Così, durante la lavanda e tosatura delle pecore quella primavera, decisero di far provare la loro ricetta agli altri pastori. Neanche a dirlo, la reazione dei colleghi fu altrettanto entusiastica e gli arrosticini divennero famosi in ogni angolo dell’Abruzzo.
Gustosi arrosticini di pecora abruzzesi
Come sono fatti gli arrosticini?
A contendersi la paternità dei "rustelle" sono soprattutto due province, Teramo e Pescara, ma tutti concordano nell’affermare che il merito di questa invenzione culinaria sia da attribuire ai pastori che abitavano la zona tra le valli e i monti del Gran Sasso, nello specifico l’area che si estende dalla Piana del Voltigno (Villa Celiera) al confine tra le province di L’Aquila, Teramo e Pescara.

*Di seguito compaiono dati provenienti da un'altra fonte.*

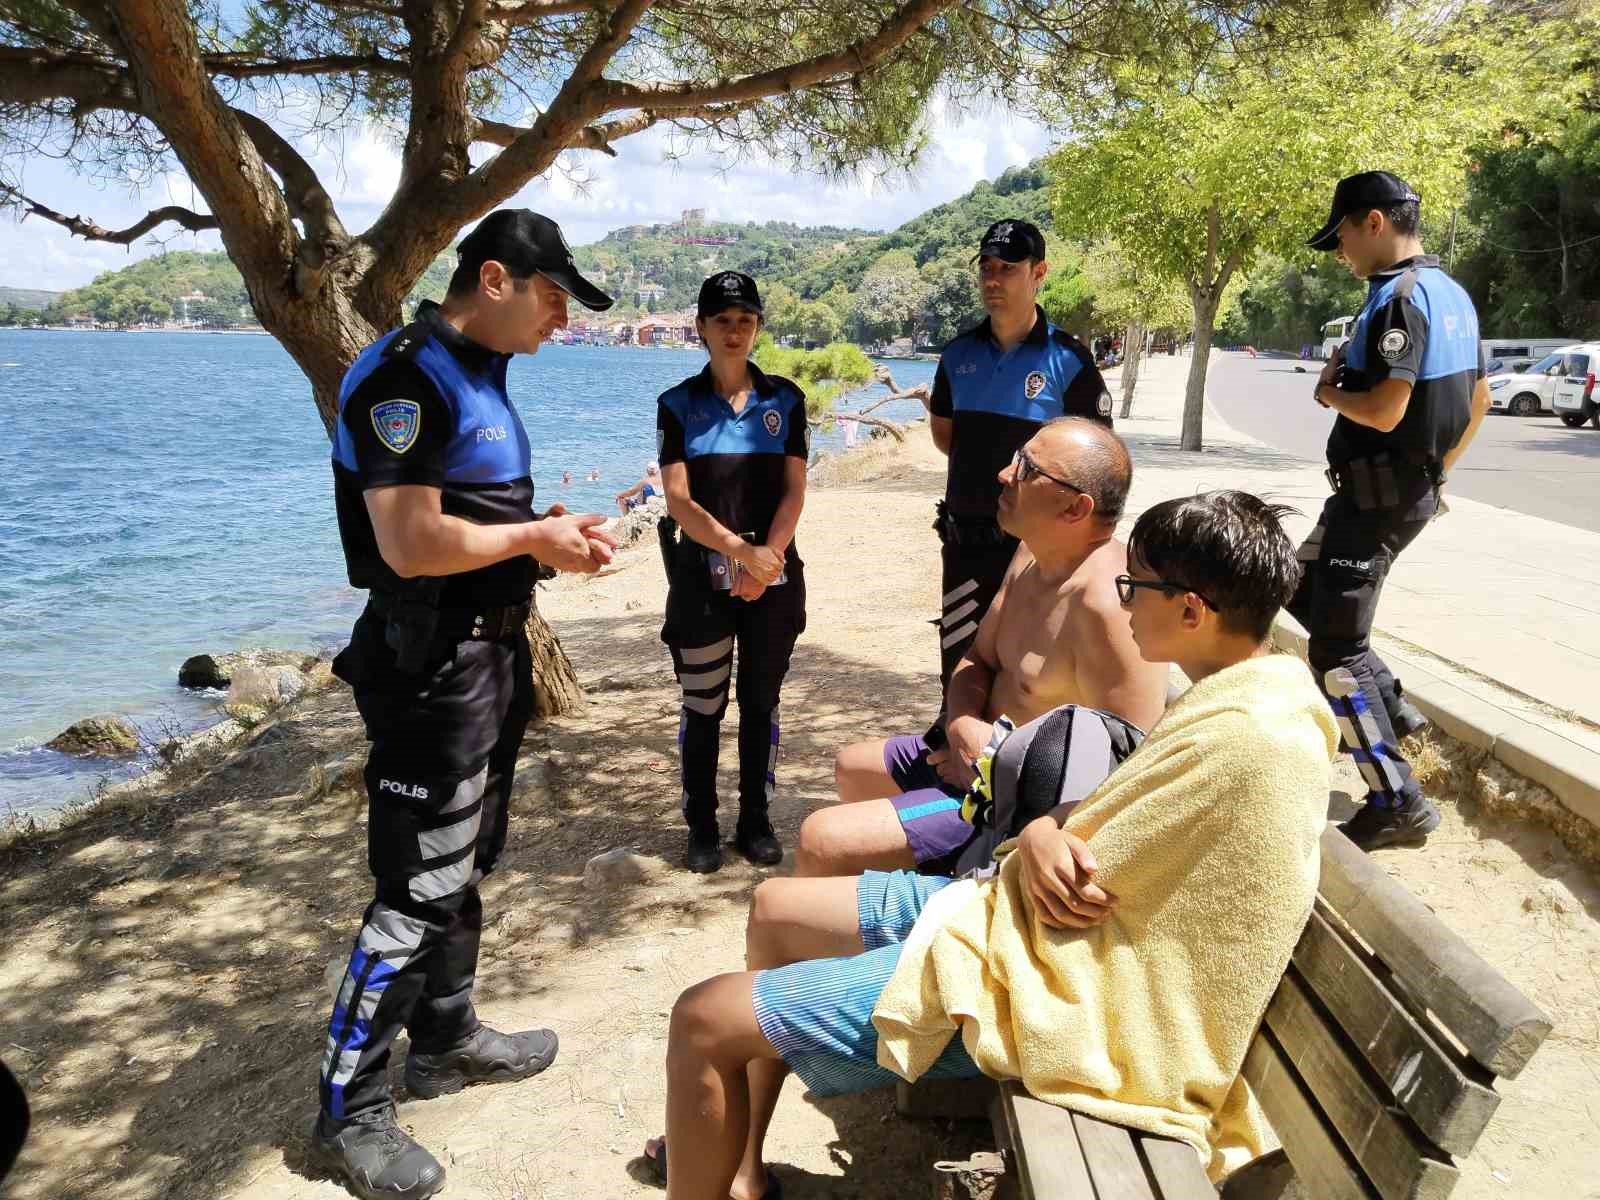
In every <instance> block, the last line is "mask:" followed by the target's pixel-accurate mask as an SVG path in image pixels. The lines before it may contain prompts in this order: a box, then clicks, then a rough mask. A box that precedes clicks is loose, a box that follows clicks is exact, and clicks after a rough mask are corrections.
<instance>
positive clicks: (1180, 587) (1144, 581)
mask: <svg viewBox="0 0 1600 1200" xmlns="http://www.w3.org/2000/svg"><path fill="white" fill-rule="evenodd" d="M1141 587H1147V589H1150V590H1152V592H1162V594H1165V595H1184V594H1186V592H1187V594H1189V595H1195V597H1198V598H1200V602H1202V603H1203V605H1205V606H1206V608H1210V610H1211V611H1213V613H1214V611H1216V605H1213V603H1211V602H1210V600H1206V598H1205V595H1203V594H1202V592H1197V590H1195V589H1192V587H1190V586H1189V584H1178V582H1173V581H1171V579H1134V578H1133V576H1131V574H1118V576H1117V598H1118V600H1120V602H1122V603H1123V605H1131V603H1133V595H1134V592H1138V590H1139V589H1141Z"/></svg>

Gli abruzzesi si trovano d’accordo anche sulla preparazione degli arrosticini, oggi considerati uno dei Prodotti Agroalimentari Tradizionali Italiani PAT. La base è la carne ovina, pecora o castrato, di cui circa il 25% composto da grasso. I pezzetti di carne hanno forma cubica, con uno spessore di circa un centimetro per lato e lunghezza di 20/30 centimetri.

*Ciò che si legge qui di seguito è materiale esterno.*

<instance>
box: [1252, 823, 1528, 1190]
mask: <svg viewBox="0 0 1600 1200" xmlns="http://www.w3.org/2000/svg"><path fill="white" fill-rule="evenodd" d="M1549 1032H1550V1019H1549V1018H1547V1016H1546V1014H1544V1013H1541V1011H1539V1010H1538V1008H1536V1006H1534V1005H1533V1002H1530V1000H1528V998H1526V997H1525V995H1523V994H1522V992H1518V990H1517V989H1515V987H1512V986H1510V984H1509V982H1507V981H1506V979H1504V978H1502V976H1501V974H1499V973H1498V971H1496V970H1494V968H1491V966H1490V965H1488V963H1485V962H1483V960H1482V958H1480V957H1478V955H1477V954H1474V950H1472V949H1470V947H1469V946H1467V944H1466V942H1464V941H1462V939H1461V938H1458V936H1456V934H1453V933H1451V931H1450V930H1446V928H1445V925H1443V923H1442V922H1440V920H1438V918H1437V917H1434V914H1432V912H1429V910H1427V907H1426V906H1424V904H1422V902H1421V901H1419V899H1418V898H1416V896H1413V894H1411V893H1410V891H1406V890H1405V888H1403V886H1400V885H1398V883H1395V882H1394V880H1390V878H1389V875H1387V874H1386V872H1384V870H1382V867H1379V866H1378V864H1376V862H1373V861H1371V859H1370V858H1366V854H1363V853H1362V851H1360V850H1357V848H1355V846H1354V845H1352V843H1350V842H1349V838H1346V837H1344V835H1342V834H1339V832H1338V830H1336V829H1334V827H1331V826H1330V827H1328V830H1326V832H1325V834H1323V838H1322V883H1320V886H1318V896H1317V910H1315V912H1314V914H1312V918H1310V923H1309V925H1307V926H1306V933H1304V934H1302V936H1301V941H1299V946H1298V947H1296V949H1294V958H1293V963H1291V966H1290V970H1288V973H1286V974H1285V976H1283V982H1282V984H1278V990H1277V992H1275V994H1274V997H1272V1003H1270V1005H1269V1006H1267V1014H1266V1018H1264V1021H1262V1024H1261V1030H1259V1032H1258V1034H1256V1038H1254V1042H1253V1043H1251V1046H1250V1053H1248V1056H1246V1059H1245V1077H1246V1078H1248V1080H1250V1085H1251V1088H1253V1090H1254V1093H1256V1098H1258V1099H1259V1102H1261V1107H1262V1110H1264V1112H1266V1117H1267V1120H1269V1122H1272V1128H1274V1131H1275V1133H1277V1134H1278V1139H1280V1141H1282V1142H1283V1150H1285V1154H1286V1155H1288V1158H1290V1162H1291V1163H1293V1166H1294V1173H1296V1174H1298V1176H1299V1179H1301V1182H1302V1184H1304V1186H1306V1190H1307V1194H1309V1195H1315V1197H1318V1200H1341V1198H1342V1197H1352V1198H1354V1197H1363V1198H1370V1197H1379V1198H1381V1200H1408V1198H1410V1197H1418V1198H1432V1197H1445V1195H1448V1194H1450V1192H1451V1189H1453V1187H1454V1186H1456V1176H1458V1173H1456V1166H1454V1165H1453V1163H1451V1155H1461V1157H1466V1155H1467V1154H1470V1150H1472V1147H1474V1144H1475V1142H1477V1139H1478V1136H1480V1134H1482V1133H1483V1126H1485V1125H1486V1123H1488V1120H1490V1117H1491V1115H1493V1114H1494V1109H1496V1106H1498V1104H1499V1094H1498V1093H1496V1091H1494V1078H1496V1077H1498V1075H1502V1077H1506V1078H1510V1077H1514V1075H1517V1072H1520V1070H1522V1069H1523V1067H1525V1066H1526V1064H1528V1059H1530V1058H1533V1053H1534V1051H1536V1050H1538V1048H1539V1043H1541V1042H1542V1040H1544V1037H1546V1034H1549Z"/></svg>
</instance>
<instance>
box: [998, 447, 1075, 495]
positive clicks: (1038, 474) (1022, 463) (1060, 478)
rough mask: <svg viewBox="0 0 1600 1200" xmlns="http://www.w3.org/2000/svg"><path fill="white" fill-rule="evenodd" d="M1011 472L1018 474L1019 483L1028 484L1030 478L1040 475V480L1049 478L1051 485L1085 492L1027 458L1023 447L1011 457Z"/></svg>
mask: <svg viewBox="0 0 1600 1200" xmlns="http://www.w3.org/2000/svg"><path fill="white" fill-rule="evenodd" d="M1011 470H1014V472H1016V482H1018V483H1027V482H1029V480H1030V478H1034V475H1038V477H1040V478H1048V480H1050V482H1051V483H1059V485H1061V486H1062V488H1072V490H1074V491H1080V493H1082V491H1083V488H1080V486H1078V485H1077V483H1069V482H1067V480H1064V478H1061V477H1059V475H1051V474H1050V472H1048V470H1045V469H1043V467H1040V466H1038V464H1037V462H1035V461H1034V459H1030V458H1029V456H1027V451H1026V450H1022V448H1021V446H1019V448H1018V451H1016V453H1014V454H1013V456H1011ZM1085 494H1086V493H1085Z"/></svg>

È bene sottolineare che oggi si trovano in commercio anche altre varianti dei classici "rustelle", con carne di tacchino, pollo, maiale e perfino di fegato. La grandezza è sempre la stessa, il grasso è presente e la cottura non cambia.
Come si cuociono?
Gli arrosticini devono essere rigorosamente cotti sulla brace di legna. Un tempo si usavano i falò all’aperto, mentre oggi esiste uno strumento apposito, che in base alla zona viene chiamato in modo diverso: fornacella, "furnacella", "rustillire", "canala" o "canalina". È una griglia lunga e stretta, costruita proprio per garantire la cottura uniforme della ciccia e mantenere freddo lo spiedino di legno.

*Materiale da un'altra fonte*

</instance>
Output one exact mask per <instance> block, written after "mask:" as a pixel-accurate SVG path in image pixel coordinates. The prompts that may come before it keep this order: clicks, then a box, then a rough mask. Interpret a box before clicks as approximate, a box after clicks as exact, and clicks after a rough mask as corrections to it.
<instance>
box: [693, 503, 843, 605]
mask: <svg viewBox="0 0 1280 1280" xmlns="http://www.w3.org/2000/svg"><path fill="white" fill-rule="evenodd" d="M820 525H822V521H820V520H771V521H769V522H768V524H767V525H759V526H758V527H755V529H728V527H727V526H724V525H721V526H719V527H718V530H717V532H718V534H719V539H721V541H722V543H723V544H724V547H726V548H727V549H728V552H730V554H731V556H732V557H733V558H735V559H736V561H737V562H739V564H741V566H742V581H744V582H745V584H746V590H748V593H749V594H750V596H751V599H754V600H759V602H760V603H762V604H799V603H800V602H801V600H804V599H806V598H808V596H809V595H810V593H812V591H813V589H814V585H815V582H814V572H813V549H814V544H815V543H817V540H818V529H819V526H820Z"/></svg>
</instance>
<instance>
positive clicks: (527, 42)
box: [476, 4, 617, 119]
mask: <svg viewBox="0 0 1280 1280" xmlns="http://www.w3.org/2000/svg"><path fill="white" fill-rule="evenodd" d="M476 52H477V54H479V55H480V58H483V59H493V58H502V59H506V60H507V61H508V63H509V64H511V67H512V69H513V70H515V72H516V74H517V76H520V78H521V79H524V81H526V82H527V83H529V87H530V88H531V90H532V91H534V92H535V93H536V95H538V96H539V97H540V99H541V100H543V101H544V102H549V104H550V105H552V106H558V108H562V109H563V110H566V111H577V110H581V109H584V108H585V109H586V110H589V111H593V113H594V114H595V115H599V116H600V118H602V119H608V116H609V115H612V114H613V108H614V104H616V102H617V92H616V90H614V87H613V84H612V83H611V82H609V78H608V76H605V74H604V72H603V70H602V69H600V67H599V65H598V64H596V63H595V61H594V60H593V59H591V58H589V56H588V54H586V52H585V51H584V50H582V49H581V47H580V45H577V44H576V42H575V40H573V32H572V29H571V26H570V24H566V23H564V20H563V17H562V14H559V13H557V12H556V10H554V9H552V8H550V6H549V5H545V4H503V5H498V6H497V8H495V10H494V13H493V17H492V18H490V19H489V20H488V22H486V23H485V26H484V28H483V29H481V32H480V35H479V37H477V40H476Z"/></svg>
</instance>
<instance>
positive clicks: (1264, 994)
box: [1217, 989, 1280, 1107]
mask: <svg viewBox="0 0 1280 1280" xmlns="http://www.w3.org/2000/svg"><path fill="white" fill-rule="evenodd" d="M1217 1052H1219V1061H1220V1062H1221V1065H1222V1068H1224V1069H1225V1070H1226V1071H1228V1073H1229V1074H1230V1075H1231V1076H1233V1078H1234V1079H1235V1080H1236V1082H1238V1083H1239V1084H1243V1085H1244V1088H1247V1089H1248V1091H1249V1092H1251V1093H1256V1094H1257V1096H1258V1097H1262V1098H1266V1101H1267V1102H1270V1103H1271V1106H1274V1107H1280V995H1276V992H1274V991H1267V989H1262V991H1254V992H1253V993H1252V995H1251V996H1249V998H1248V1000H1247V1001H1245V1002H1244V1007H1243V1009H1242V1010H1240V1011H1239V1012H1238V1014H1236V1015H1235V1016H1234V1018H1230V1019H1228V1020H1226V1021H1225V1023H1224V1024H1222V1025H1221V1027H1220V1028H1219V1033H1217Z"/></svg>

Se lo si vuole (ma non fa parte della ricetta tradizionale) prima di essere poggiati sulla fornacella, i "rustelle" possono essere spennellati con un rametto di rosmarino intinto in un mix di olio, aceto e sale. Ciò può dare un tocco di golosità in più, ma potrebbe anche smorzare gli odori e cambiare il sapore, dunque tutto dipende da cosa si vuole ottenere. Qualunque sia l’opzione si mangiano caldi, con le mani, accompagnati da "pane ‘onde", ossia pane abbrustolito condito con olio extra vergine d’oliva e sale, e un bel bicchiere di vino rosso, magari un Montepulciano.